12 Invariants for a Robust Control Plane
The article concludes with a checklist that can be copied into design documents:
Connection must handshake successfully (only connect allowed before).
Handshake timeout (default 10 s, close 1008).
Non‑local connections require challenge‑nonce authentication.
All methods undergo schema validation (no extra fields).
Role and scope enforce least‑privilege (operator scopes + node whitelist).
Unknown methods default to admin denial.
Side‑effecting methods require a required idempotency key.

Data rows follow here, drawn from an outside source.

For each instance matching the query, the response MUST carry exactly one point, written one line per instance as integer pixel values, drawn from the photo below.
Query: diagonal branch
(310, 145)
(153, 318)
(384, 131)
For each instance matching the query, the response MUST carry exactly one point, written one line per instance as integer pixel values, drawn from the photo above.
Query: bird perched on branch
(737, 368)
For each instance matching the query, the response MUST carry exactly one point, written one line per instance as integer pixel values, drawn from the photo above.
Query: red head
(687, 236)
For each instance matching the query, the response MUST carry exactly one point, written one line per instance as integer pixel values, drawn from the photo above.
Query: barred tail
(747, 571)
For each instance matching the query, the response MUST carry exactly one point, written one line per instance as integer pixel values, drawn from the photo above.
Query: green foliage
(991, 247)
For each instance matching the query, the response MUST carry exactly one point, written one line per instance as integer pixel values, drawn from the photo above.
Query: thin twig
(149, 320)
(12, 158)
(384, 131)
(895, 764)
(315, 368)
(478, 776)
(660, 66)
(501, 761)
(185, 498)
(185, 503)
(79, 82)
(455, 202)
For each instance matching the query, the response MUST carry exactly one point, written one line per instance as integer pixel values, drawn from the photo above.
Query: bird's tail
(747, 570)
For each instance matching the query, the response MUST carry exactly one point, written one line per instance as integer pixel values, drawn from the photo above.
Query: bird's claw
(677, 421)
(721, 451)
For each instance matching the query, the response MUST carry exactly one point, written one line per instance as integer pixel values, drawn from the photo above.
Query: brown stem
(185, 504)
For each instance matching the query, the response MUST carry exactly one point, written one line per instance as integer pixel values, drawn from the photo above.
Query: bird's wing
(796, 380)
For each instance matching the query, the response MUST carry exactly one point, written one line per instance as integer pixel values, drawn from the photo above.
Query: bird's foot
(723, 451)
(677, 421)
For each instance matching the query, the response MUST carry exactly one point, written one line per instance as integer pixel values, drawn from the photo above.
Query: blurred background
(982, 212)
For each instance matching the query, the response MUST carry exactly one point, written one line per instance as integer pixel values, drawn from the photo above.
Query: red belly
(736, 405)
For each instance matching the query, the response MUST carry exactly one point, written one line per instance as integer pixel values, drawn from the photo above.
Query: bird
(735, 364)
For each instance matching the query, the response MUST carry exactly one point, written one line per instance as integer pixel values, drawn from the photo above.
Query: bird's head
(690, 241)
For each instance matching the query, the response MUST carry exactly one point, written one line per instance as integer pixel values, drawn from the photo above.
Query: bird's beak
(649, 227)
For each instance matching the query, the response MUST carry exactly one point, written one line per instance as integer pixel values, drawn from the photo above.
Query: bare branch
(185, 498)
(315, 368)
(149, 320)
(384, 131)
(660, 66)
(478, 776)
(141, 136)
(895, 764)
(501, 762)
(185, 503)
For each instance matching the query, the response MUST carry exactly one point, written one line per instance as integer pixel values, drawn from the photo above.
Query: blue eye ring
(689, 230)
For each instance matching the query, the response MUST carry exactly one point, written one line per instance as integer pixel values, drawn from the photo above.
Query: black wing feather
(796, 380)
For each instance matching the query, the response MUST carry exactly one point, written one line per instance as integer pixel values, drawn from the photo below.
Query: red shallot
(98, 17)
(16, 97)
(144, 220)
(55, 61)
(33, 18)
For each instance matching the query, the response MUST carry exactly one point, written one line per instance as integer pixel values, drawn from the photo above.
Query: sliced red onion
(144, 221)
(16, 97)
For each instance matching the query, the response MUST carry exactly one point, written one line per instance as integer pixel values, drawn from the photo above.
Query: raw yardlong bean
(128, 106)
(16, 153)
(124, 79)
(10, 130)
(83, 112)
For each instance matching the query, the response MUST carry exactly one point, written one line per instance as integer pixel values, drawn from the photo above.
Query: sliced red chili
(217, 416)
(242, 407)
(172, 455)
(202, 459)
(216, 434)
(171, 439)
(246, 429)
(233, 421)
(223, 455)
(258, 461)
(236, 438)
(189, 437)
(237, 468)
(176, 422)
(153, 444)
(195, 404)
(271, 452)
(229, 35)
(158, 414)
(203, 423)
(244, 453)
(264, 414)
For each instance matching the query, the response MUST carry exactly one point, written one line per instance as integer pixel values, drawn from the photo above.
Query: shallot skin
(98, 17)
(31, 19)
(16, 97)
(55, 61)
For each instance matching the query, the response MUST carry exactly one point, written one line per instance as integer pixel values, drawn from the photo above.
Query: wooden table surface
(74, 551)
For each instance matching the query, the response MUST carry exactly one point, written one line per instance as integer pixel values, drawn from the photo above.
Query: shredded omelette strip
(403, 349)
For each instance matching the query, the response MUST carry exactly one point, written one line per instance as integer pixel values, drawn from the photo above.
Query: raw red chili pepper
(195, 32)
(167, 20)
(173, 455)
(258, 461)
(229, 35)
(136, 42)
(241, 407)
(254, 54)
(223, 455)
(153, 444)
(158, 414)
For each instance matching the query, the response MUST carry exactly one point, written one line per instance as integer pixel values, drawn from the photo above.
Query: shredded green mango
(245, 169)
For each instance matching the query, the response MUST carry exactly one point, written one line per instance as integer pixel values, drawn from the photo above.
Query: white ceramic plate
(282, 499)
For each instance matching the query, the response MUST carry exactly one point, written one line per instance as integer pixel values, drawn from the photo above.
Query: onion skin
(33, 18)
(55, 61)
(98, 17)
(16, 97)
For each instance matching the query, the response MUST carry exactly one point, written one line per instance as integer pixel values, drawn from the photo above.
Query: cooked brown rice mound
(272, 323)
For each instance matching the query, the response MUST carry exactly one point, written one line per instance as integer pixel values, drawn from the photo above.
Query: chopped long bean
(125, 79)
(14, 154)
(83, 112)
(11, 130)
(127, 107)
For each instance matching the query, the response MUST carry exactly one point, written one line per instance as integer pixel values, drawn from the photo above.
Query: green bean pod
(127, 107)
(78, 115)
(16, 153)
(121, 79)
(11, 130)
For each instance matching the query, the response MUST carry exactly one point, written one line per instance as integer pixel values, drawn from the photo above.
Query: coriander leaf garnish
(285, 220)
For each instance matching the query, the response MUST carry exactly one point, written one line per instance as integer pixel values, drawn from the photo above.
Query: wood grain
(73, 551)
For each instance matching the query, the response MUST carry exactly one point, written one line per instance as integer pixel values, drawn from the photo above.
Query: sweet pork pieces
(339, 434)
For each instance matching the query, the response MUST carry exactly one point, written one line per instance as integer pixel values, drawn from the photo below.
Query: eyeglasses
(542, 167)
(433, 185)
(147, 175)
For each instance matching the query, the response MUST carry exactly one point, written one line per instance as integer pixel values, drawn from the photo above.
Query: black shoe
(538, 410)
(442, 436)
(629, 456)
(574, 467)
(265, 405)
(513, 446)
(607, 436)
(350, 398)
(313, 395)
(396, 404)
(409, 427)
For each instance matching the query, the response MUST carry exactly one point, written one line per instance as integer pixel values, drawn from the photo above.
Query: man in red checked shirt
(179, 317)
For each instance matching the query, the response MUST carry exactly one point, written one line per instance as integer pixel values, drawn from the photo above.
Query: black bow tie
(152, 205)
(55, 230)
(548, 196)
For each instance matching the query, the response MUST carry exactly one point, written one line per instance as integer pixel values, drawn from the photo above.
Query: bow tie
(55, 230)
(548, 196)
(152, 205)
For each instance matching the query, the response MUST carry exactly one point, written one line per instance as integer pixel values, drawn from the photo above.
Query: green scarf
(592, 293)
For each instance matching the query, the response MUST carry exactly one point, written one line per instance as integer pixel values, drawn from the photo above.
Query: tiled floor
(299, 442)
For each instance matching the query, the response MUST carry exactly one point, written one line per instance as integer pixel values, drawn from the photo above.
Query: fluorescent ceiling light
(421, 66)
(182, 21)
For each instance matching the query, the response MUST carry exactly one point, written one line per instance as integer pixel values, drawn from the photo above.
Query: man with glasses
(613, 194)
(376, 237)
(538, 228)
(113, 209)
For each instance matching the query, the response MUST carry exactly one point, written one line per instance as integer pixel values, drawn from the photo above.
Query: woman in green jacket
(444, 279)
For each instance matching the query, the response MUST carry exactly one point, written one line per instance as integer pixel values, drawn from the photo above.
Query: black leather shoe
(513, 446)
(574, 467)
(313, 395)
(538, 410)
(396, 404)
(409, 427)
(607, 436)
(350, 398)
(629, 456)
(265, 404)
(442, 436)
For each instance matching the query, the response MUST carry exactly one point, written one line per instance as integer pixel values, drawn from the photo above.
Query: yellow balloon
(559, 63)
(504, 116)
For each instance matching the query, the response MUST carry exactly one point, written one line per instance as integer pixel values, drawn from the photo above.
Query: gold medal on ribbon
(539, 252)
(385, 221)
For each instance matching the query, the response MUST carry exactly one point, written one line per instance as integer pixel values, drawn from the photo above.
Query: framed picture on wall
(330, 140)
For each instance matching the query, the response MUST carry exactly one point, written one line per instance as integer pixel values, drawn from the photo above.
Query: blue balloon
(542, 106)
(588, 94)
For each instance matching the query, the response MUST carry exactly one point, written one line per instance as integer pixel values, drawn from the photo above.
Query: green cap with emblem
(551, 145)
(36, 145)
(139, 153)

Long‑running tasks follow the two‑phase pattern (accepted → final, dedupe written twice).
Events carry seq and stateVersion for gap detection.
Push‑pull paths: push events, pull snapshots on reconnection.
Separate health checks ( health) from RPC reachability ( heartbeat / tick).
Standardized error codes without leaking secrets.
Embedding these invariants as hard constraints rather than best‑practice suggestions makes the system observable, retry‑safe, and operable at scale.